Yet it can all still feel abstract. To be sure, some of that is a product of social privilege. Environmental racism sees things like hazardous waste disposal and landfill erection more frequently occurring near predominantly Black and Brown neighborhoods, turning the realities of climate change into clear and present dangers for those individuals. White Americans, meanwhile, have largely been able to avoid these pitfalls (despite, research indicates, being a significant contributing factor to these problems).

There is also a combination of psychological phenomena that can explain the distance one feels between a global problem, and their individual life. Our collective inability to respond effectively to incremental, seemingly slow-moving threats – combined with our tendency to prioritize short-term gains, and the assumptions we make, however irrational, that things will work out – make it difficult for humans to process and respond to climate change appropriately. 

Not a ‘New World’

If I may push back gently on Valenti’s words, ours is not a “new world.” This is the world we’ve lived in – we’ve created – over the course of decades, through both our actions and inactions. This is the world that others have already been struggling to navigate, as climate change makes life increasingly difficult to weather. (No pun intended.)

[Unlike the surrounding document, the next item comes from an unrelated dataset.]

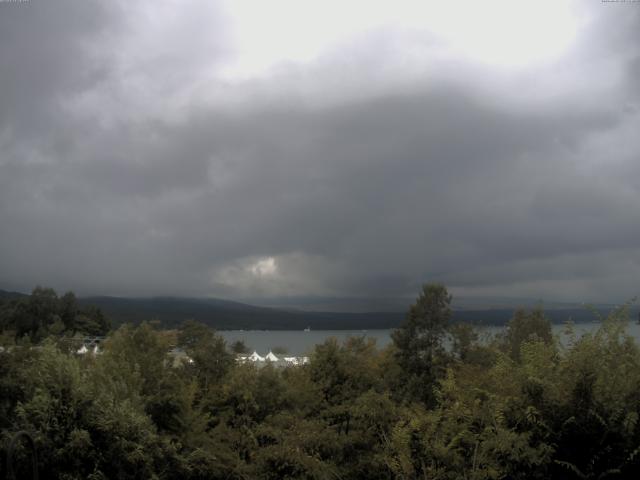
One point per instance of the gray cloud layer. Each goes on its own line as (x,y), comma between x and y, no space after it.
(130,165)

It’s just that, now, there’s no looking away from it. Not in New York City, where the world was, for days on end, dipped in either haunting burnt-orange, or a bleak smog-gray – no blue skies or yellow sun to be found. You could smell, see and feel smoke the moment you ventured outdoors.

It was my kid who spent time hiding out, watching a shame-inducing amount of “Gabby’s Dollhouse,” an aggressively cute Netflix offering featuring a child – the titular Gabby – embarking upon adventures with a cast of cartoon cats, while I attempted to stay on top of work and chores. 

It was my kid who was homebound, trying to understand why we couldn’t go outside and play instead – trying to understand why it’s now unsafe to breathe outside, as well as in.